2004 Denver Annual Meeting (November 7–10, 2004)

Paper No. 10
Presentation Time: 1:30 PM-5:30 PM


MARTIN, Emily1, DAWERS, Nancye H.1, HAGGAR, Kathy2 and GAGLIANO, Sherwood M.3, (1)Dept of Earth and Environmental Sciences, Tulane Univ, 120 Dinwiddie Hall, New Orleans, LA 70118, (2)Riparian Inc, 7635 Jefferson Hwy PMB 162, Baton Rouge, LA 70809, (3)Coastal Environments Inc, 1260 Main St, Baton Rouge, LA 70802, emartin6@tulane.edu

The Golden Meadow fault is a growth fault system that runs through coastal Louisiana, roughly parallel to the shoreline. Recent subsidence along the fault line in the area of Empire, La. has been documented on aerial photographs. It is important to determine how active this system is, and, if it is currently active, what influences that activity.

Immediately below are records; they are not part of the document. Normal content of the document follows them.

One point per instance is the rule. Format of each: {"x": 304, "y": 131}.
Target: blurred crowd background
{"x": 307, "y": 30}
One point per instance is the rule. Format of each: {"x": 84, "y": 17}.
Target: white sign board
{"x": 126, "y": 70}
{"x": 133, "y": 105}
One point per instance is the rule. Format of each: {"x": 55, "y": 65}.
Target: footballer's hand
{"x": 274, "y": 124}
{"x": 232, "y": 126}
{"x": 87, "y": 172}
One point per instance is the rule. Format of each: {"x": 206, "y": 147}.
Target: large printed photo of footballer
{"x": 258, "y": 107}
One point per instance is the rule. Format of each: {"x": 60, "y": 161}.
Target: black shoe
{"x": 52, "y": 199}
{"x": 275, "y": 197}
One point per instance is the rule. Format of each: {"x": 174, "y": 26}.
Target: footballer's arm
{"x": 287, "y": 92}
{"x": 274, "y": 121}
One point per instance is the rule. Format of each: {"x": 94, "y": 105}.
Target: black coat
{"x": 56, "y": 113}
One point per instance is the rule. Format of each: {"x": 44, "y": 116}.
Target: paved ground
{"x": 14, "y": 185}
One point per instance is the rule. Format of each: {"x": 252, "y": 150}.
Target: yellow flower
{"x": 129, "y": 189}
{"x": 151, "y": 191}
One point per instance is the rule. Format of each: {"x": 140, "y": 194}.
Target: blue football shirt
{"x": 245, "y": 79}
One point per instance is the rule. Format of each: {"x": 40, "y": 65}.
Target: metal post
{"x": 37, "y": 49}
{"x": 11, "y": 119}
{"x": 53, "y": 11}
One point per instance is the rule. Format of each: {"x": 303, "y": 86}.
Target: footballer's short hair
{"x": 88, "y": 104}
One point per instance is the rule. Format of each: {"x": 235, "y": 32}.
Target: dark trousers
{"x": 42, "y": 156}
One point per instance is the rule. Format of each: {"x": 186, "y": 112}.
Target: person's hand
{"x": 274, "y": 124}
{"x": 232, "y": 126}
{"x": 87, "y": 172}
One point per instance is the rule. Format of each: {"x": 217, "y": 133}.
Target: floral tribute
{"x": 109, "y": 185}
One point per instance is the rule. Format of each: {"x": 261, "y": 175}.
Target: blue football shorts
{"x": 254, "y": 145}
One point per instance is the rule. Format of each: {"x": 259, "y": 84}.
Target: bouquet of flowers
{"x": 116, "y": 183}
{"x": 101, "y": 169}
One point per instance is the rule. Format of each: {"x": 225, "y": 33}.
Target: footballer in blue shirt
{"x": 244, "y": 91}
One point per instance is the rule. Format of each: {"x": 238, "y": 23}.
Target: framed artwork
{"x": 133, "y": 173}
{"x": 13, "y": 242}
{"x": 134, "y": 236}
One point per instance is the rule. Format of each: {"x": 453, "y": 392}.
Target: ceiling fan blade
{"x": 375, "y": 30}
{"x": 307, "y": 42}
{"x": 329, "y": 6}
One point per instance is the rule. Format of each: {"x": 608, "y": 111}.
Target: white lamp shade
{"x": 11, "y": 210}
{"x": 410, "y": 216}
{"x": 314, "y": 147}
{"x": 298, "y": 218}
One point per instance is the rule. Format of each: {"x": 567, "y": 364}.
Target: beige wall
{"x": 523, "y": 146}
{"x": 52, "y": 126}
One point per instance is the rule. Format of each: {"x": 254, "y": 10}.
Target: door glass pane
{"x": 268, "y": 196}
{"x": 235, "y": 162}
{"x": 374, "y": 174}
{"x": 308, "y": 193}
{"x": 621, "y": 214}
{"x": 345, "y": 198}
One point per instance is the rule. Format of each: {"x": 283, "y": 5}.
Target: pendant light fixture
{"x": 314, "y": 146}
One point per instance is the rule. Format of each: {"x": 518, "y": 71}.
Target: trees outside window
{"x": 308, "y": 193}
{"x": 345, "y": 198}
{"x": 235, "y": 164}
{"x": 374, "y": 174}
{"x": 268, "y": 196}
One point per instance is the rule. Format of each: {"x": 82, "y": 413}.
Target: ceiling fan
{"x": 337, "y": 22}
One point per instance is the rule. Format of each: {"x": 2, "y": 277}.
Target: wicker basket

This is relevant from the point of view of both short-term wetlands conservation and long term scientific evaluation of growth fault systems in general. Growth faults are gravity driven, syndepositional, normal faults. These faults have been studied extensively by the petroleum industry as they occur on heavily sediment loaded margins and can create hydrocarbon traps in both the footwall and in the “rollover” of the hanging wall. While the basic structure of these faults has been studied, much work is still needed on the kinematics, often complicated by allochthonous salt structures, and on the displacement patterns along strike. Displacement profiles can graphically express the state of interaction among fault segments that are not physically linked. In tectonically activated normal faults these individual segments respond to changes in the stress field around them as slip occurs on neighboring segments. The literature on growth faults has so far been focussed mostly on the displacement patterns down dip. To complement the work that has been done so far, we use aerial photographs, proprietary seismic data, core transects across the fault, carbon-14 dating of core samples, bathymetry transects, and plant succession and dieback observations, to construct displacement profiles and a history of the fault’s movement and segment interactions up to the present day. There appears to be significant Pleistocene displacement and Holocene displacement of at least one meter.